Sorba Elena L, Staartjes Victor E, Voglis Stefanos, Tosic Lazar, Brandi Giovanna, Tschopp Oliver, Serra Carlo, Regli Luca
Department of Neurosurgery, Clinical Neuroscience Center, University Hospital Zurich, University of Zurich, Zurich, Switzerland.
Neurosurgical Intensive Care Unit, Institute for Intensive Care Medicine, University Hospital Zurich, University of Zurich, Zurich, Switzerland.
Neurosurg Rev. 2021 Jun;44(3):1503-1511. doi: 10.1007/s10143-020-01340-0. Epub 2020 Jun 24.
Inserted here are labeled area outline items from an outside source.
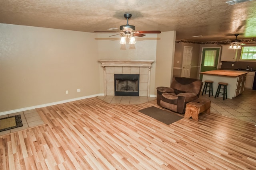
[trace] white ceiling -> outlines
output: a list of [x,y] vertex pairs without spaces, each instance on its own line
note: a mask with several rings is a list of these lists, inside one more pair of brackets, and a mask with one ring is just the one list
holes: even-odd
[[[256,37],[256,0],[1,0],[0,23],[94,32],[129,24],[136,31],[177,31],[176,40]],[[202,35],[193,37],[192,36]]]

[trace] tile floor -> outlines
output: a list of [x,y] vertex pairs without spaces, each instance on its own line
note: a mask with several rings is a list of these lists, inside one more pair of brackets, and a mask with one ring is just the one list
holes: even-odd
[[[214,96],[209,97],[207,94],[200,95],[200,97],[211,100],[211,113],[250,122],[256,125],[256,90],[246,89],[242,94],[225,100],[220,95],[216,98]],[[113,96],[99,96],[97,98],[111,104],[139,104],[156,99],[148,97]],[[0,116],[0,118],[18,114],[20,114],[23,126],[0,132],[0,136],[44,124],[35,109]]]
[[44,124],[35,109],[0,116],[0,118],[20,115],[23,126],[0,132],[0,136]]
[[[209,97],[206,94],[200,98],[206,97],[211,100],[211,112],[256,124],[256,90],[245,89],[243,93],[232,99],[223,100],[223,96],[218,97]],[[98,96],[107,103],[113,104],[138,104],[156,100],[155,98],[138,96]]]

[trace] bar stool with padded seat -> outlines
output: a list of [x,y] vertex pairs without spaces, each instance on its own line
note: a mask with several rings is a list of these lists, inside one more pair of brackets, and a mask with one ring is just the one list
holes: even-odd
[[[228,98],[227,97],[227,85],[228,84],[228,83],[219,82],[218,84],[219,86],[218,86],[218,89],[217,89],[214,98],[216,98],[216,96],[219,97],[219,94],[223,94],[223,100],[224,100],[225,97],[226,99]],[[223,92],[220,92],[221,89],[223,90]]]
[[[203,92],[202,93],[202,96],[204,94],[204,94],[206,94],[206,92],[209,92],[209,97],[210,97],[211,92],[212,93],[212,96],[213,96],[212,94],[212,83],[213,81],[211,80],[204,80],[204,89],[203,89]],[[209,90],[207,90],[207,88],[209,87]]]

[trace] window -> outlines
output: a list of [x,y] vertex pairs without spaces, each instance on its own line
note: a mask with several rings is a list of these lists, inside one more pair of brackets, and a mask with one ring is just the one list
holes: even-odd
[[216,55],[216,50],[206,51],[204,66],[214,66]]
[[241,60],[256,61],[256,46],[243,47],[242,48]]

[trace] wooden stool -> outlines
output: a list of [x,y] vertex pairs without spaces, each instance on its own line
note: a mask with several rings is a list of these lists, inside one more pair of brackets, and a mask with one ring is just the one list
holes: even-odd
[[[219,86],[218,86],[218,89],[216,92],[216,94],[215,94],[215,97],[214,98],[216,98],[216,96],[219,97],[219,94],[223,95],[223,100],[225,100],[225,97],[227,99],[227,85],[228,84],[228,83],[224,83],[222,82],[219,82]],[[223,90],[223,92],[220,92],[220,89]]]
[[[211,80],[205,80],[204,81],[204,89],[203,90],[203,92],[202,93],[202,96],[203,96],[204,92],[204,94],[206,94],[206,92],[209,92],[209,97],[210,97],[211,92],[212,93],[212,96],[213,96],[212,94],[212,83],[213,81]],[[207,88],[209,87],[209,90],[207,90]]]
[[198,98],[187,104],[184,117],[189,118],[192,117],[193,120],[198,121],[198,115],[204,111],[210,113],[211,101],[205,98]]

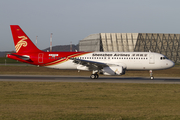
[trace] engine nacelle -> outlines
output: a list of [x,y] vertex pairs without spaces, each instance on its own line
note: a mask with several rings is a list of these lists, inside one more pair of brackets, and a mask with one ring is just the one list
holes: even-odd
[[109,66],[102,69],[102,74],[104,75],[123,75],[125,70],[122,66]]

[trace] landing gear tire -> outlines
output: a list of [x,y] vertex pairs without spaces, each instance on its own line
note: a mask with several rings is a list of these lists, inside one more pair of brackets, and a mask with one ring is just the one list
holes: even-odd
[[154,77],[153,77],[153,73],[152,73],[152,70],[149,70],[149,73],[150,73],[150,79],[153,80]]

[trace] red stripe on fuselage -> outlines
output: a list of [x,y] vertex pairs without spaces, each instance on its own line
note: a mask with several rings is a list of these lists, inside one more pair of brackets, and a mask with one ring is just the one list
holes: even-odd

Electrolyte disorders are relatively frequent and potentially serious complications after pituitary surgery. Both DI (diabetes insipidus) and SIADH (syndrome of inappropriate antidiuresis) can complicate and prolong hospital and intensive care unit stay, and the latter may even be preventable. We aim to assess the incidence of both electrolyte disorders and their risk factors. From a prospective registry of patients who underwent endoscopic transnasal transsphenoidal surgery (TSS) for pituitary adenoma, patients with postoperative DI and SIADH were identified. Univariable and multivariable statistics were carried out to identify factors independently associated with the occurrence of either DI or SIADH. A total of 174 patients were included, of which 73 (42%) were female. Mean age was 54 years (range 20-88). During postoperative hospital stay, 13 (7.5%) patients presenting with DI and 11 (6.3%) with SIADH were identified. Patients who developed DI after surgery had significantly longer hospital stays (p = 0.022), as did those who developed SIADH (p = 0.002). Four (2.3%) patients were discharged with a diagnosis of persistent DI, and 2 (1.1%) with the diagnosis of SIADH. At the last follow-up, 5 (2.9%) patients presented with persistent DI, while none of the patients suffered from SIADH. Younger age (odds ratio (OR) 0.97, 95% confidence interval (CI) 0.94-1.01, p = 0.166) and pituitary apoplexy (OR 2.69, 95% CI 0.53-10.65, p = 0.184) were weakly associated with the occurrence of DI. We identified younger age (OR 0.96, 95% CI 0.92-0.99, p = 0.045) and lower preoperative serum sodium (OR 0.83, 95% CI 0.71-0.95, p = 0.008) as independent risk factors for SIADH. Although we found a weak association among age, pituitary apoplexy, and the occurrence of DI, no independent predictor was identified for DI. For postoperative SIADH however, lower age and preoperative serum sodium were identified as significant predictors. None of these findings were sufficiently supported by preexisting literature. Both electrolyte disorders are exquisitely hard to predict preoperatively, and further research into their early detection and prevention is warranted.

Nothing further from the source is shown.